Даже не помню, как его звали по паспорту. У Атеса, по меркам Лицея, было все хорошо со здоровьем. Минус пять зрение, травма мениска и искривление зубов в трех плоскостях. Из-за последнего он носил во рту такое количество изобретений садистов-ортодонтов, что обедал обычно час, катая во рту протерто-мятое и заглатывая это, как птенчик. Зрелище это выглядело еще ужаснее описанного.
Мамелюк Василенко был чистокровный славянин, украинец, характер – нордический, стойкий. Но был он черным как араб, чернее некуда. Дальше шли уже африканцы.
Когда в Лицей на год пришел учиться сын египетского консула – голубоглазый светлый мальчик, – учителя из новеньких во время перекличек всегда шарахались: на «Василенко» вставал Паша со своим арабским лицом и мясистыми губами, а Ахмедом оказывался блондин с тонкими ресницами.
Однажды кто-то помянул мамелюков, вспомнили Пашу, и тот стал Мамелюком.
Знали его за взрывной характер, ненависть к текущей реальности и готовность убивать. Как-то Василенко шел один к остановке, и ватага из соседней школы дала цветовую характеристику его ягодицам.
Паша поднял с земли бутылку и разбил о чью-то голову. Событие – из ряда вон выходящее для Лицея. Изумленная самообороной ближнего, ватага пустилась бежать. Василенко бежал за ними и кричал:
– Идите на хуй, я – Василенко!
Это стало девизом недели, затем месяца и вообще всей жизни Паши. Встретив его в Нью-Йорке через шестнадцать лет, Розенберг закричит на всю улицу: «Идите на хуй – это Василенко». Половина улицы понимающе обернется.
6. Собственно, гусли
В парке было холодно.
Впрочем, об этом можно и не упоминать: в семь ноль-ноль в ожидании драки всегда холодно.
Мы приехали на час раньше. Не спалось. По дороге подобрали Кагановича, который накануне измучил всех жалобами на расписание троллейбусов в ранние утренние часы.
Арчил нервничал в ожидании не избиения, но позора.
– И это все ты виноват, – традиционно сказал он мне. – Поперся, куда не просят.
– Я просто хотел нормально ходить по этой улице.
– Нас кто трогал? Никто. И-и-и-и!
Арчил сокрушался из-за необходимости регулярно иметь дела со шпаной и не иметь возможности позвать на выручку нормальных пацанов. Последнее, как я считал, все испортит.

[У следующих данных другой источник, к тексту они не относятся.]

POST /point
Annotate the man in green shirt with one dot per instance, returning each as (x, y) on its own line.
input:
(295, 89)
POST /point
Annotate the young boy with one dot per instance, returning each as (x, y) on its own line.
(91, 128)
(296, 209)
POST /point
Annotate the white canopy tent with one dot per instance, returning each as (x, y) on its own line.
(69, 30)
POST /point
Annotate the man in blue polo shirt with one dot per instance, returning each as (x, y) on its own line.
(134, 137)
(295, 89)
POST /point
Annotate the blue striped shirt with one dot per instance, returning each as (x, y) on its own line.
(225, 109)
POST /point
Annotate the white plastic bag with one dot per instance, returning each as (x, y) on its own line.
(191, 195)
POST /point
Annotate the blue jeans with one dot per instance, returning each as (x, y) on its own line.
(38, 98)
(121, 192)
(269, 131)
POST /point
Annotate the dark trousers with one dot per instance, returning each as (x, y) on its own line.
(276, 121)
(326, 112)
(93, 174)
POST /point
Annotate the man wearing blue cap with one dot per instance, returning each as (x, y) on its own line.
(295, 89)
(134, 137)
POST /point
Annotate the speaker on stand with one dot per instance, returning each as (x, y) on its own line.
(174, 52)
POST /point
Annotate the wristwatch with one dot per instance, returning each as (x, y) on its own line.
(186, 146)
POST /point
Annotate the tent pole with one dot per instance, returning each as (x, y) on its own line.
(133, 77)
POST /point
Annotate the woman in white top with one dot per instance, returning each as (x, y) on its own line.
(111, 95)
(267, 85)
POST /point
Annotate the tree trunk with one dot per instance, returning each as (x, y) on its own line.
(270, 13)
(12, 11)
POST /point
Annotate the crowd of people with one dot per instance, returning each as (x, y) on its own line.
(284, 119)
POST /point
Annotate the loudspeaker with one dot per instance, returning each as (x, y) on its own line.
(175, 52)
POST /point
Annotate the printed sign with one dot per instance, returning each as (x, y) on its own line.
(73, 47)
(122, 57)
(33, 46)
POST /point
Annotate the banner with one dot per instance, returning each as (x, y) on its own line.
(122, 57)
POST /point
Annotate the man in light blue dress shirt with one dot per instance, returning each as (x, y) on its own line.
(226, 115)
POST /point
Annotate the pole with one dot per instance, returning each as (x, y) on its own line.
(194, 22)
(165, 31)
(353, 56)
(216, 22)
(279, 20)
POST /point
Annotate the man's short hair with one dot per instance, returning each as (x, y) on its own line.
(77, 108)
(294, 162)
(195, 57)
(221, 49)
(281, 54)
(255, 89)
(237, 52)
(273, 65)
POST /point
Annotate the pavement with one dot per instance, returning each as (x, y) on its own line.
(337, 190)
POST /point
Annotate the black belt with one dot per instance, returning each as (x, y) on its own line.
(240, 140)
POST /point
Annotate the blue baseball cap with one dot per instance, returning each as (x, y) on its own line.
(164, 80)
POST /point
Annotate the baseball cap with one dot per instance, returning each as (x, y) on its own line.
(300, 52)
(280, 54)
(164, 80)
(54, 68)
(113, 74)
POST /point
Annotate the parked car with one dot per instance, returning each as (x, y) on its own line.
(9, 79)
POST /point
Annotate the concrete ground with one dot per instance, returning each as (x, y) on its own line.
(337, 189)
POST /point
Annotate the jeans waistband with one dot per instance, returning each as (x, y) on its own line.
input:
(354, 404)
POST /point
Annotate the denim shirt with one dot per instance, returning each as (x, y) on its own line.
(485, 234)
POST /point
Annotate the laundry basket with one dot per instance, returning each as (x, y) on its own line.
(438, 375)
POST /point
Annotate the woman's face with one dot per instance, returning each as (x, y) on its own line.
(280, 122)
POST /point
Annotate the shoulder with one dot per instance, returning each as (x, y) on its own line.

Появился Розенберг, шея его была обмотана бело-синей шалью. В руках он держал нечто странное, по силуэту напоминавшее гусли.
– Гусли?! Ты заболел? – сказал я.
– Это не гусли! Это иудейская боевая лира. Как у царя Давида.
– В Грузии тоже есть царь Давид, – сказал Арчил и, выкинув бычок, продолжил: – Но он был нормальный. С мечом дрался.
– Да вы ничего не понимаете, это стилизация. Это талит, – ткнул в шаль Розенберг, – а это лира царя Давида. Ну, понятно?!
– Понятно то, что я был прав, Князь. Давай уходить, с этими долбенями те драться не будут – плюнут на них и уйдут.
– О, Розенберг! Ты принес гусли! – подошел Эпштейн.